Here we go again...
Posted , 6 users are following.
Another episode. It's been coming on for weeks. You KNOW the symptoms... Angry, tearful, paranoid, angry, spaced out, coping, tearful, angry, paranoid, resentful.....
Unsure if i'm right, wrong or not even worth the effort right now. Has anyone found a good way to explain this to their partner yet??
Don't want to bother friends or family - everyone has thier own stuff going on, and there's always the "people are worse off than me" thought going round.
I AM grateful for what I have, but I can't shake the feeling that just isn't my life.... Had it for decades,,, just dealing with it - STILL x
2 likes, 11 replies
gary78460 katehippy
Posted
katehippy gary78460
Posted
Thanks Gary, it's so isolating,,,, A visit to the doc is definitely on the cards.
Take care angel, you guys mean the world to me x
Guest katehippy
Posted
katehippy Guest
Posted
Thanks! I'll try that x
borderriever katehippy
Posted
So we have to try and fight this condition on our own. I know in my case people cannot wear my shoes, cannot understand these raw feelings we suffer from and the disruption. Depression can cause our day to day lives.
To try and control Depression we need a great deal of strength and understand our needs. This condition is a real caracter builder as we try and ressurect into a new life.with its possible positive life choices.
Generally it is up to the sufferer to reach a new positive dimension where we can reset our lives. Sometimes this can take a great deal of time and loss to make it so.
We all have these problems to reach this positive outcome, many of course remain very ill as many can feel they do not deserve a positive change, even when we do understand our life is like an old pair of socks, that needs darning. The repair forms a weakness, so we should have bought a new pair and started afresh. Sometimes our old life choices needs that repair, With expectations We need to be strong and brave as we go for a positive, new opening so we can continue onwards and upwards to those clear skies.
katehippy borderriever
Posted
Hi Border, Thanks for replying, it's so comforting to have you guys in my life.

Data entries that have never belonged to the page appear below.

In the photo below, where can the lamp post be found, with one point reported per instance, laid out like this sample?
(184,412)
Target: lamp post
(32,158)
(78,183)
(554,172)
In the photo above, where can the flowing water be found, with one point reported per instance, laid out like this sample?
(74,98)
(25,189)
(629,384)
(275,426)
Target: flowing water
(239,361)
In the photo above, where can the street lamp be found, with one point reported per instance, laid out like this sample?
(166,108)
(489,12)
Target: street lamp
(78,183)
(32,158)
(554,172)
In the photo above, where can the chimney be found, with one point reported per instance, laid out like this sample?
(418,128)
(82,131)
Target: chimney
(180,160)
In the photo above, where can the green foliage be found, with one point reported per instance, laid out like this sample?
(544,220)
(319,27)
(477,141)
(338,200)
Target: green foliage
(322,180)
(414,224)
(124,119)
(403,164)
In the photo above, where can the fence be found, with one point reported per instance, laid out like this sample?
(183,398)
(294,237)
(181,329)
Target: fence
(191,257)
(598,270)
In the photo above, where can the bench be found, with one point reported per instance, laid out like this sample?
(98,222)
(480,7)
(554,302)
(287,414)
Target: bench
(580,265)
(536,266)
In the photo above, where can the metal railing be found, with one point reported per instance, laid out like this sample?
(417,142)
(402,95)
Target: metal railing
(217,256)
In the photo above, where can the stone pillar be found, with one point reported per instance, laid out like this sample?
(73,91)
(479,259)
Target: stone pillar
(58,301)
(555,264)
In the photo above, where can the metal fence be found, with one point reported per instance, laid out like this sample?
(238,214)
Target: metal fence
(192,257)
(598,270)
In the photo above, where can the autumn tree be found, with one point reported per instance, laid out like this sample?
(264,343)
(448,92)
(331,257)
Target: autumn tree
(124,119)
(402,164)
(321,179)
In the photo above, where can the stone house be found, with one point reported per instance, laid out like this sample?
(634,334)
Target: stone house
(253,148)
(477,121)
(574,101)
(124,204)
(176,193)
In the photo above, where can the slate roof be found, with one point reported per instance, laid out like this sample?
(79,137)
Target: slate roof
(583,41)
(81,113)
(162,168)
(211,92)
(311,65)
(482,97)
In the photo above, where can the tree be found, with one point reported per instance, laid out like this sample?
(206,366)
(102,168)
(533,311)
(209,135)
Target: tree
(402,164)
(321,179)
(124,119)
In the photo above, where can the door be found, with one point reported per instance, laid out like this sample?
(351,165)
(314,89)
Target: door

I'm so sad it's back. I had it under control for 8 years! Clear skies, the right medication, CBT on my side if any negative thoughts started up...
Will have to go back to the doctor.
Take care and thanks again for the support x
abstractvibe katehippy
Posted
I know how you feel that nothing seems to help. I have been going to MIND for talking therapy and it does help. Because of not wanting to burden your family it is very isolating so talking to a person who understands really does help. I am not saying that is a cure but it does really help you feel better. I am now starting a course called CAT Cognitive Analytical Therapy. It focuses more on relationships. I know one of the reasons I get depressed was to do with my childhood, and things that happen stay with you and come to the surface when least expected. I am going to try it and see how it goes. I think that depression feels worst than any physical illness there is, but is hard for others to understand. If you haven't been to "MIND" at least give it a go. My very best to you, hope you feel a bit better soon.
katehippy abstractvibe
Posted
Thank you angel, I've just searched for my local MIND, will call them tomorrow.
You tend to think that there aren't any particular triggers, but you mentioning childhood has definitely resonated.... Thanks again xx
abstractvibe katehippy
Posted
Glad you decided to contact MIND. When you speak to them be as honest as you can, don't feel embarrassed about anything. They offer group therapy, which I did not feel would help me, as well as one to one. As I said, I have been seeing a counsellor for quite a while and it does really help. Let us know how you get on (hope you don't have to wait too long for an appointment) You can also get referred by your doctor. I wish you all the best. XX
angela6666 katehippy
Posted
katehippy angela6666
Posted
Hey Angela, sorry you're suffering too. We could really do without all the physical stuff on top of everything, hey. My breathing was terrible yesterday... couldn't stop the tears. How long have you been on Mirtazipine for?